Saturday Cinema Summary

Rachel Holdsworth
By Rachel Holdsworth Last edited 176 months ago

Last Updated 22 August 2009

Saturday Cinema Summary

InglouriousBasterds.jpg
Melanie Laurent in Inglourious Basterds / image courtesy of Universal Studios

Our weekly round-up of film reviews

For the benefit of anyone who entered a deep coma just before the Cannes film festival, and is waking up around now, the plot of Quentin Tarantino's Inglourious Basterds centres around a group of Jewish-American soldiers on a revenge rampage across WW2 France. Seeing it for the second time, the Guardian was "struck afresh by how exasperatingly awful and transcendentally disappointing it is: a colossal, complacent, long-winded dud, a gigantic two-and-a-half-hour anti-climax, like a Quentin Tarantino film in form and mannerism but with the crucial element of genius mysteriously amputated" (1 star). The Independent finds it "lacking that human dimension" (3 stars) while the Times sighs over Tarantino's inability to "cut to the chase when he can masturbate through endless pages of smarty-pants dialogue" (2 stars). Brad Pitt may be the big star, but he "speaks in a cartoonish Southern drawl, carries himself like a cross between Popeye the Sailorman and Clark Gable" (Telegraph, 2 stars) but the real acting draws are Diane Kruger, Michael Fassbender and Christoph Waltz, who carried away the prizes in Cannes. So, a turkey? Only Empire demurs: "Tarantino's flipped a bloody middle finger at convention... an often dazzling movie that sees QT back on exhilarating form" (4 stars).

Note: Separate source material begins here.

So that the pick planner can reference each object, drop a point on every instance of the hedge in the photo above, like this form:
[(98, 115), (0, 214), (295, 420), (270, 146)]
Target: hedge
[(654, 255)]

Rob, our main character in Afterschool, accidentally films the deaths of two popular girls at his private school. The head asks him to make a 'tribute', but Rob has other ideas. Young writer-director Antonio Campos seems to be channelling Larry Clarke, Michael Haneke and Gus van Sant so strongly that practically every reviewer mentions it, but the Times still calls him a "distinctive and promising voice" (4 stars) and the Guardian says "with its coolly measured visual sense and its almost dreamlike sound design, Afterschool is an elegant and disquieting piece of work" (4 stars). But the Independent notes that by the end, "the balance has shifted irreparably from content to style, and the point of concern seems to have changed from adolescent angst to social surveillance" (3 stars).

"He's only a fortnight gone, and someone is already shaming the memory of John Hughes" laments the Telegraph (2 stars) after watching I Love You, Beth Cooper. A nerdy teen announces his love for the way-out-of-his-league Beth Cooper in his high school graduation address, and of course the blonde cheerleader (Hayden Panettiere, not being at all typecast) and the nerd spend a wacky night together. It's "pretty average stuff" shrugs the Guardian (2 stars), which is much kinder than Empire's 2 star savaging: "painfully unfunny".

Robert Rodriguez experiments with family film formatting in Shorts, a series of short films strung together to tell the story of a 'wishing rock' that gets passed around town. It's "so structurally complicated that it almost qualifies as an experimental film and if it fails - as it does - it would be uncharitable to condemn Rodriguez for that" says the Times (2 stars). It's "bouncy enough" reckons the Telegraph (3 stars), while the Evening Standard thinks "there's more fun to be had from watching the various miracles on display than deciphering the story, or wondering why William H Macy and James Spader took bit parts in it" (2 stars).

Chiko is the street name of a Turkish immigrant in Hamburg, involved in the grubby underworld of drugs and violence. It's a "tough and well-observed piece of social realism" says the Standard (3 stars), and the Telegraph bloody loves it: "written and directed in propulsive, no-nonsense style... and it also boasts one of the lead performances of the year" (4 stars). The Independent's less impressed, however, finding "too much of its urban grit seems in thrall to American precedents" (2 stars).

The Wayans Brothers are still churning out their spoofs - the latest is Dance Flick. The Independent thinks even fans "will notice here a thinning in the comedy and a coarsening in its misogynist and homophobic riffs" (1 star), while the Telegraph thinks "scene for scene, there were probably more chuckles in The Reader" (1 star).

Documentary Shooting Robert King is showing at the ICA, and only picks up one review. The titular American photojournalist is, perhaps, "an accidental subject for cameraman Richard Parry: King shows up in Bosnia, shockingly ignorant and dilettante-ish" (Guardian, 3 stars), and this film is made up of footage Parry accumulates over 15 or so years.